Hawdon’s Overland Carriage Road to Port Phillip

Arrival of Mr. Hawdon OverLand - Carriage Road to Port Phillip.

South Australian Register, Adelaide

17 August 1839

We have the satisfaction to announce the arrival from Port Phillip, the Portland Bay and the Glenelg, of our esteemed friend Joseph Hawdon, to when, in conjunction with Mr. Bonney, the province of South Australia is indebted for first opening the route overland to New South Wales.

Mr. Hawdon, accompanied by Lieutenant A. M. Mundy, late of the 21st Regt., drove the whole way in a light tandem!

In our next we shall have the pleasure of laying before our readers the particulars of this interesting expedition, with which Mr. Hawdon has kindly promised to furnish us.

In the meantime the following brief notice from Mr. Hawdon will be acceptable:-

"My friend Lieut. A. M. Mundy, late of 21st Regt., and myself, accompanied by one servant, left Melbourne on the 12th of July, and arrived at Adelaide on the 12th of August, driving a tandem the full distance.

Having occasion to pass Mount Macedon, we made a detour of nearly one hundred miles.

The full distance on the route we came was computed at about six hundred miles.

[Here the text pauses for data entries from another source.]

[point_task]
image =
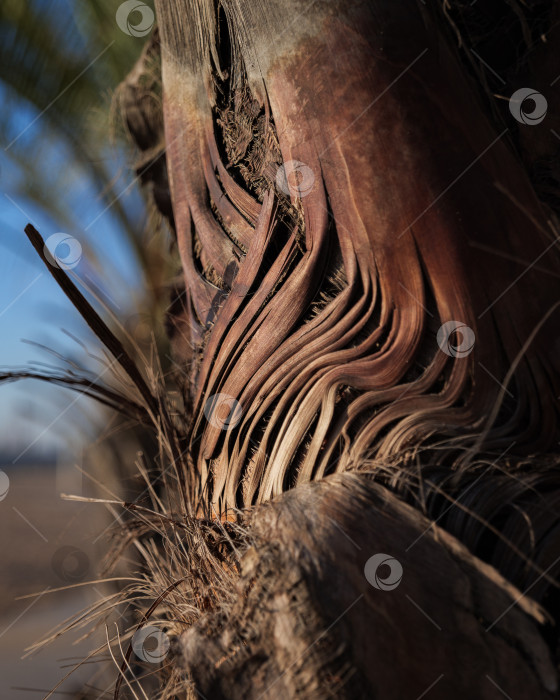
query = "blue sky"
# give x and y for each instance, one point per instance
(32, 307)
(44, 182)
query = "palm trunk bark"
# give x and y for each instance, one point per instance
(340, 195)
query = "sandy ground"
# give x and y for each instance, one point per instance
(45, 543)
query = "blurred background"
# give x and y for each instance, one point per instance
(65, 167)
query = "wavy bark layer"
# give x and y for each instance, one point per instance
(318, 311)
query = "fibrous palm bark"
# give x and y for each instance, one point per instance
(370, 286)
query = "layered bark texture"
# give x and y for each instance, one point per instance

On leaving the Glenelg River, near the junction of Wannon, we steered our course to the lake bearing my name, discovered by Mr. Bonney, and from thence over the sandy country to the junction of the Murray River with Lake Alexandrina.

About thirty miles N.N.W. of the Glenelg River, at the junction of the Wannon, we discovered a fresh water lake, which I called Lake Mundy.

Although surrounded by a barren country, it is of immense importance to parties who may require to send stock to this province, fresh water being so very scarce on this route.

The journey was performed without the slightest interruption from the natives, who are not by any means numerous on this route."